前言
这段时间一直在做区块链公链项目开发,主要是基于bitcoin-core源码进行开发,理解区块链原理及基础概念;个人同时对于以太坊也感兴趣,所以准备拿go-ethereum学习一番,过程会持续几个月,这里把学习笔记记录下来;本人现在对ethereum也是菜鸟小白,这篇文章主要是针对go-ethereum小白,大牛就请绕过吧。
现在开始吧
区块链基本概念:交易、区块、区块链,是区块链中的核心基础,今天就从这几个概念入手分析吧。(这里忍不住多说几句,任何科学领域基础概念真的很重要,工作中遇到的很多问题都是因为基本概念理解不到位,解决问题时需要把基本概念重新理解一遍;依然记得若干年之前南京大学徐家福教授的演讲,一位同学问怎么才能学好计算机,徐教授什么话也没说,拿起粉笔在黑板上颤抖着手写到:“基础概念,基础概念,基础概念”,大家知道基础知识的重要性了吧。如果大家不知道徐教授就去百度吧,新中国计算机领域的创始人之一,学术界流行一句话“北有杨芙清(清华的),南有徐家福(南大的)”)。
交易
core/types/transaction.go
type Transaction struct {
data txdata //交易的内容,在txdata类型中存储
// caches 以下三个字段是否只在memory里存储?
hash atomic.Value // 交易的hash
size atomic.Value // 交易的大小
from atomic.Value // 交易的发起方
}
type txdata struct {
AccountNonce uint64 // account nonce?干什么的,不知道
Price *big.Int // gasprice
GasLimit uint64 // gaslimit,我们知道在写智能合约时设置gas limit,能够防止程序异常消耗太多的gas
Recipient *common.Address // 交易的receiver, nil means contract creation
Amount *big.Int //交易以太的数量??有待确认
Payload []byte //交易可以携带payload,智能合约的字节码存放在此??有待确认
// Signature values,和签名相关,暂不深究
V *big.Int
R *big.Int
S *big.Int
// This is only used when marshaling to JSON.
Hash *common.Hash
}
以上是交易的结构体定义,下面看一下和交易相关的函数和方法(golang 既有函数的概念,又有方法的概念)。
func NewTransaction(nonce uint64, to common.Address, amount *big.Int, gasLimit uint64, gasPrice *big.Int, data []byte)
*Transaction {
return newTransaction(nonce, &to, amount, gasLimit, gasPrice, data)
}
func NewContractCreation(nonce uint64, amount *big.Int, gasLimit uint64, gasPrice *big.Int, data []byte) *Transaction {
return newTransaction(nonce, nil, amount, gasLimit, gasPrice, data)
}
上面的函数,NewTransaction是创建普通的交易,NewContractCreation是用来创建智能合约,两者都调用了内部函数(非导出)newTransaction,区别很明显就是NewContractCreation把交易接收地址设置为nil。
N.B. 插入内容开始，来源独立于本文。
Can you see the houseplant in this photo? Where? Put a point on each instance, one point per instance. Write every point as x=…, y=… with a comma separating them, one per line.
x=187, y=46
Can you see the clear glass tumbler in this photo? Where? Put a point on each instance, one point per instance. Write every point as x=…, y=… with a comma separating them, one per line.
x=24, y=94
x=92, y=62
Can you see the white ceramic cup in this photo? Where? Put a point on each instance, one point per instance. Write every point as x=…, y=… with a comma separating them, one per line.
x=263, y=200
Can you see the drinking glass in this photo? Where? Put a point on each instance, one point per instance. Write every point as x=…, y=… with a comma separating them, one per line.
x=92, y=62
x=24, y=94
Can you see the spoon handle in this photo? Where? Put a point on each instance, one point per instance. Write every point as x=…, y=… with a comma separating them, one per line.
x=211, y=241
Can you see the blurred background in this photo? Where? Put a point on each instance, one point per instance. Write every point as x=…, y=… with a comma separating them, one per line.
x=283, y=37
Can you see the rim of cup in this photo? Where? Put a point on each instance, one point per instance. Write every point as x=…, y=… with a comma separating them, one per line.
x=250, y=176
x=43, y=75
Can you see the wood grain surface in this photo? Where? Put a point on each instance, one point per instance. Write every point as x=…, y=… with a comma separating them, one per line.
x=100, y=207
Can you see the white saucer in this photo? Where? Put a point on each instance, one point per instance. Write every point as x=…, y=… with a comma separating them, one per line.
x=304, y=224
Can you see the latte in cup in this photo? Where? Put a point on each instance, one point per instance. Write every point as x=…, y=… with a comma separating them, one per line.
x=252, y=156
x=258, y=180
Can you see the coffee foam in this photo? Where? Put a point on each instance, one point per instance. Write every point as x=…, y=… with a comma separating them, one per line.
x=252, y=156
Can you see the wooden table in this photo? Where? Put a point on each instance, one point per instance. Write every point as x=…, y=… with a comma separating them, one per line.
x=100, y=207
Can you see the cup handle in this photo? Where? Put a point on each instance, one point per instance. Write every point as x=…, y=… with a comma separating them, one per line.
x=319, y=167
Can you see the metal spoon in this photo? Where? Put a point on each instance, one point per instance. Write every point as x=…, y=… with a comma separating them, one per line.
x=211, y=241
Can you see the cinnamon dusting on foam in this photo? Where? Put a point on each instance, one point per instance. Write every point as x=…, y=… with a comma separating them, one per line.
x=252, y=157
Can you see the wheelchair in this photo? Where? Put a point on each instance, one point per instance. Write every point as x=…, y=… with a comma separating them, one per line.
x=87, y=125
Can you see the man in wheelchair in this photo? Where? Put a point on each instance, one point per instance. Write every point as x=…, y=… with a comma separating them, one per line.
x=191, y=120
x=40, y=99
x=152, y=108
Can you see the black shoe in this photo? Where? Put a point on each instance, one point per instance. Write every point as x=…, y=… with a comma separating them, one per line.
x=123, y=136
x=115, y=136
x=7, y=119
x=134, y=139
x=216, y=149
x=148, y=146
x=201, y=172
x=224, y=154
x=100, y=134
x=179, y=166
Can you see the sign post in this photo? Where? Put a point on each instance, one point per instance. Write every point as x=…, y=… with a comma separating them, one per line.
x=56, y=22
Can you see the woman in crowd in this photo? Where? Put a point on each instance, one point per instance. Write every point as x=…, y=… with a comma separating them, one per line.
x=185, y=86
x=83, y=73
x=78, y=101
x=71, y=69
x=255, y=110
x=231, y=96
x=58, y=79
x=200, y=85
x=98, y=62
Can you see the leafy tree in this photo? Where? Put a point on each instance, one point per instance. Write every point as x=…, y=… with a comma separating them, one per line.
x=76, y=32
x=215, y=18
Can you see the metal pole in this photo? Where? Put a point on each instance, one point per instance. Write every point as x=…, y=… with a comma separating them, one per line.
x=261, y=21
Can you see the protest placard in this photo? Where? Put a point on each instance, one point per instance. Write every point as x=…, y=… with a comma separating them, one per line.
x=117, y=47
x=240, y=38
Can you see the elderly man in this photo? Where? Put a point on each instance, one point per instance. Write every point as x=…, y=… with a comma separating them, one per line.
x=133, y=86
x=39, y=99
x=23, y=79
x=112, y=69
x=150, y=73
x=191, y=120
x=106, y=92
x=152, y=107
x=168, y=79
func newTransaction(nonce uint64, to *common.Address, amount *big.Int, gasLimit uint64, gasPrice *big.Int, data []byte)
*Transaction {
if len(data) > 0 {
data = common.CopyBytes(data)
}
d := txdata{
AccountNonce: nonce,
Recipient: to,
Payload: data,
Amount: new(big.Int),
GasLimit: gasLimit,
Price: new(big.Int),
V: new(big.Int),
R: new(big.Int),
S: new(big.Int),
}
if amount != nil {
d.Amount.Set(amount)
}
if gasPrice != nil {
d.Price.Set(gasPrice)
}
return &Transaction{data: d}
}
以上函数简单,先创建txdata对象,然后初始化数据成员。
下面的EncodeRLP与DecodeRLP主要负责交易的 RLP编解码。
// EncodeRLP implements rlp.Encoder
func (tx *Transaction) EncodeRLP(w io.Writer) error {
return rlp.Encode(w, &tx.data)
}
// DecodeRLP implements rlp.Decoder
func (tx *Transaction) DecodeRLP(s *rlp.Stream) error {
_, size, _ := s.Kind()
err := s.Decode(&tx.data)
if err == nil {
tx.size.Store(common.StorageSize(rlp.ListSize(size)))
}
return err
}
这里先简单介绍几个与交易相关的函数和方法,更多的函数和方法大家可以查阅源代码。不展开的原因我是想先追求整体理解,然后再是具体实现。
区块
core/types/block.go
先看一下区块头的数据结构:
// Header represents a block header in the Ethereum blockchain.
type Header struct {
ParentHash common.Hash //上一个区块的hash,用来把区块组织成链
UncleHash common.Hash //unclehash,理解不是太深入,后面再说
Coinbase common.Address //POW共识算法coinbase交易对应的地址
Root common.Hash // state trie tree Root
TxHash common.Hash // transactions Root
ReceiptHash common.Hash // receipts Root
Bloom Bloom //应该是bloom filter,暂不深入
Difficulty *big.Int //POW共识算法的难度值,会随着区块链高度进行调整
Number *big.Int // 区块高度
GasLimit uint64 // 区块头的gaslimit??还不太清楚是什么作用
GasUsed uint64 //整个区块中交易的消耗的gas?有待确认
Time *big.Int //出块时间
Extra []byte
MixDigest common.Hash //暂时不知道用来干什么
Nonce BlockNonce //POW共识算法中的nonce
}
下面的方法获取block header 的hash值:
// Hash returns the block hash of the header, which is simply the keccak256 hash of its
// RLP encoding.
func (h *Header) Hash() common.Hash {
return rlpHash(h)
}
// HashNoNonce returns the hash which is used as input for the proof-of-work search.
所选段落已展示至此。